The trick with this option is that your phone needs to be unlocked. Each company has different requirements to do this. Generally, the phone needs to have been on the company's network for a certain length of time, and you need to have paid the phone off (or fulfilled your contract, if you still have one). To find out more on how to do this, check out the Unlocking your phone section of our "Best Cell Phone Plan for Frequent International Travel" guide.

One drawback for some people is if someone calls your "real" number, it will just go to voicemail, and you won't see any texts from them till you put your old, home-carrier SIM back in your phone and access a cell network or, depending on your carrier, Wi-Fi. Your phone is essentially a different phone. You can give friends/family your "new" temporary number for emergencies, or ask them to use a data-based messaging service like WhatsApp or Facebook Messenger. You might also put your temporary number on your "real" outgoing voicemail message.

Option 4: Rent a hotspot

You rent a small device, perhaps slightly larger than a phone, that creates a little zone of Wi-Fi for you and your family. Connect all of your devices to it, then turn it off when you don't need it.

The main advantage to this option is if you're traveling with others, you and all of your gear can tether to the single hotspot instead of you all having to buy travel data. Of course, any member of the group who leaves your little Wi-Fi bubble to explore solo will have to give up Internet access while doing so.

This is something to look for at an airport, or research before you go, because you have to return the physical device. That means either dropping it off where you got it, or mailing it back when you get home.

This is not something I've tried, nor does it seem very popular, but it could work for you if the other options here aren't exactly what you're looking for. I've seen prices in the under-$10-a-day range, which is expensive compared with other options, but for a family traveling for two weeks somewhere, the cost of getting local SIMs for everyone may rival the cost of renting a hotspot.

Also keep in mind that most phones can create their own Wi-Fi hotspots, so if you get a local SIM card, you can tether a tablet, a computer, or another phone to yours and share your Internet without having to pay extra for a physical hotspot device. Some SIMs don't allow this, though, so best to check before you buy.

Option 5: Use an old phone (or get a cheap one) instead

If you're the type of person who holds on to old phones, dust off the newest of them and it could be your key to easy international travel. As long as it's not too old (under four years is a safe bet), and the battery can still hold a charge, and you're able to update its software via Wi-Fi, you should be able to use it when you travel by buying local SIM cards. Check with whatever cell phone company you used the phone with to make sure that the phone is unlocked.

Oh, and if you go this route, keep in mind that some providers will unlock only one phone per account in any 12-month period. I found this out the hard way.
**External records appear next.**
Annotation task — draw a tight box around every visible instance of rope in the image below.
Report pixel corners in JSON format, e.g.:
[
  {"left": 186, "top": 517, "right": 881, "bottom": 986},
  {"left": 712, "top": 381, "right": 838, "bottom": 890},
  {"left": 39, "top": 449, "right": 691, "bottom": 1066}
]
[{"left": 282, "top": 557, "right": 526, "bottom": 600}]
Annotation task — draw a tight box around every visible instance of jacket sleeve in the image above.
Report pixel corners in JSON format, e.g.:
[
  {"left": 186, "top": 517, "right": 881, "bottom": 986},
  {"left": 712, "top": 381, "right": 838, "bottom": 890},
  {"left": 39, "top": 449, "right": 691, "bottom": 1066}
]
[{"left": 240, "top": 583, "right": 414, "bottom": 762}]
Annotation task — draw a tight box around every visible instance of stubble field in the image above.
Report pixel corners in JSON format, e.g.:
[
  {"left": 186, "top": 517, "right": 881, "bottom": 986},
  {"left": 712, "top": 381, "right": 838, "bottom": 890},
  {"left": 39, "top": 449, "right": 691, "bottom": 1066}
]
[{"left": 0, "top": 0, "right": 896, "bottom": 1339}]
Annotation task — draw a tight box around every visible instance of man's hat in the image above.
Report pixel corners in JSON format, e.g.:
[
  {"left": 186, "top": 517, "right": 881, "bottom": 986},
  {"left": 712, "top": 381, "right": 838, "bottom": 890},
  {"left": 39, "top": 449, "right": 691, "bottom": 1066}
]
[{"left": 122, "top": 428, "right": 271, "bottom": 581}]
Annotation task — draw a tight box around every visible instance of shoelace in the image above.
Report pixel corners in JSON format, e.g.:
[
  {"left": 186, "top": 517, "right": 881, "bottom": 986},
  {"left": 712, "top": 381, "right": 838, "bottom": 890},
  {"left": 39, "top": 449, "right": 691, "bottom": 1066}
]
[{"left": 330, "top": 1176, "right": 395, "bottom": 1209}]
Once it's unlocked (if it wasn't already), follow Option 3 above. You'll still have to get a new phone number with every SIM card, but otherwise you'll be using your familiar old handset with all of your contacts and apps just as you left them.

If you don't have a usable old phone, you could instead buy a new, but inexpensive and unlocked, phone. For example, our pick for a budget Android phone is great for the money, takes good pictures, can create a Wi-Fi hotspot, and costs $160. After three or four trips using $20 local SIMs instead of month-long data passes, you'll have made back your investment.